Wpis z mikrobloga

Czasem się tak zastanawiam odnośnie zbiórek na pomagam.pl itp…
Powiedzmy że ktoś ma raka (np. dziecko, to jest bardzo częsty przypadek), choroba jest bardzo zaawansowana, rozsiana po całym organizmie, w Polsce lekarze rozkładają ręce ale bliscy tej osoby dowiadują się, że w USA jest dostępny jakiś inny model leczenia i tamtejsi lekarze się go podejmą.
No i zaczyna się zbieranie grubych milionów potrzebnych na nową terapię.
Tylko że…rozsianego raka NIE DA się wyleczyć. Czy ktoś słyszał kiedykolwiek o jakimkolwiek przypadku osoby która miała niemal stan agonalny, przerzuty do płuc/mózgu/skrajne wycieńczenie leczeniem itd i jakaś terapia na drugim końcu świata uratowała takiemu komuś życie? Ja rozumiem desperację bliskich i niesamowitą chęć ratowania życia, ale cudów po prostu nie ma.
Żaden lek za milion dolarów w niczym nie pomoże. Moim zdaniem tworzenie zbiórek pieniędzy na skrajnie chore osoby z wieloma odległymi przerzutami nie ma sensu, bo niestety ten ktoś i tak umrze.
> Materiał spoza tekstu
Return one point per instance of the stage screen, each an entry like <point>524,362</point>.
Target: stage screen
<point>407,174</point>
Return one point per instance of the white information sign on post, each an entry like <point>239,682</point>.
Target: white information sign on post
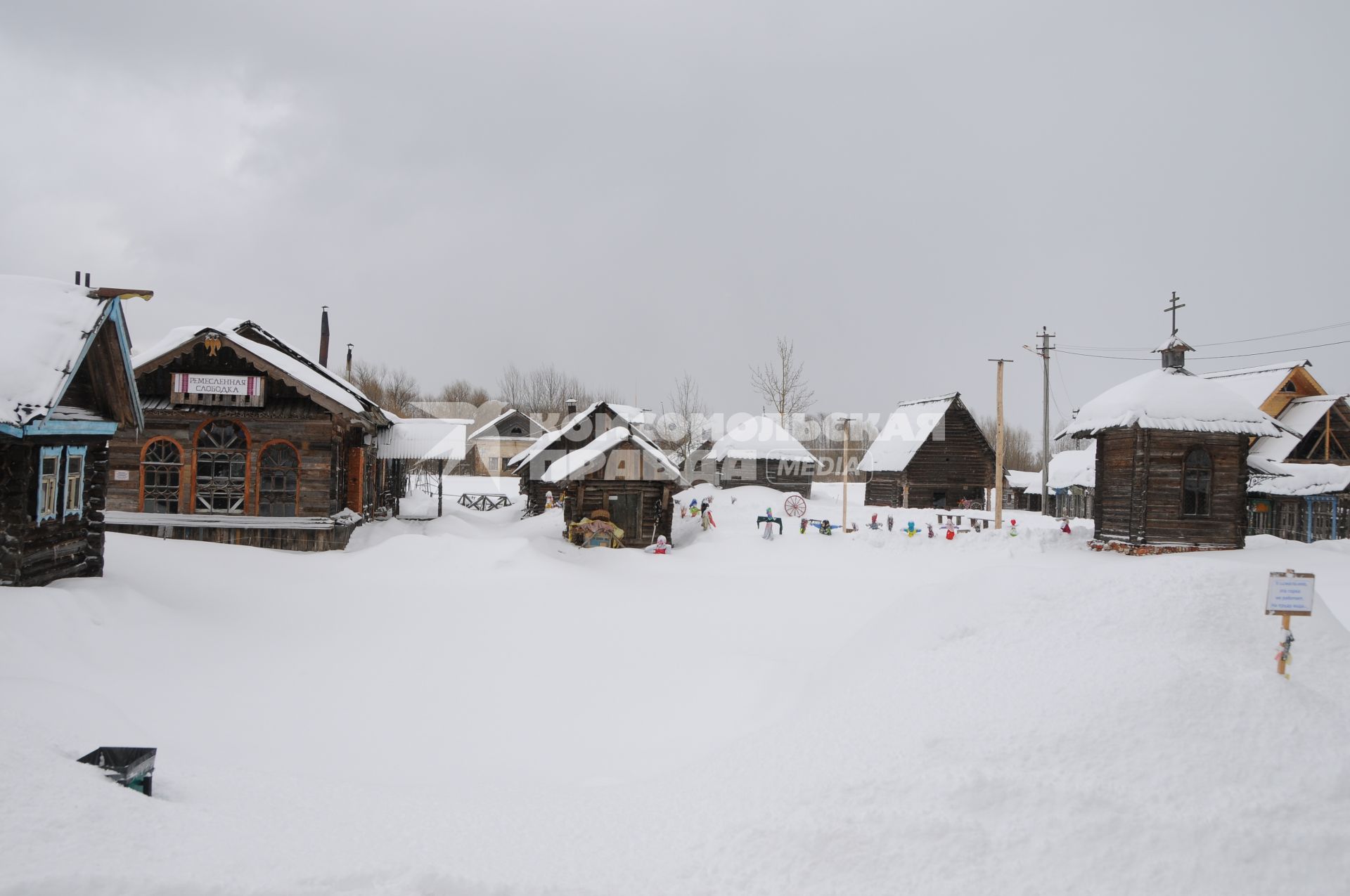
<point>1290,594</point>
#zdrowie #medycyna #pomagajzwykopem
  • 5
  • Odpowiedz
  • Otrzymuj powiadomienia
    o nowych komentarzach

@Alzena: na szczęście pieniądze ze zbiórki nie przepadają po śmierci tego ktosia a ta następuje najczęściej przed wyjazdem na kosztowną operację więc ktoś ma chociaż pieniążki na pocieszenie po stracie
  • Odpowiedz
  • 0
@kukold no i właśnie to jest kolejna ciekawostka. Serio jeśli ktoś umrze przed rozpoczęciem leczenia a uzbierane jest już np 500k to ta kasa po prostu zostaje ot tak w kieszeni np. rodziców którzy założyli zbiórkę?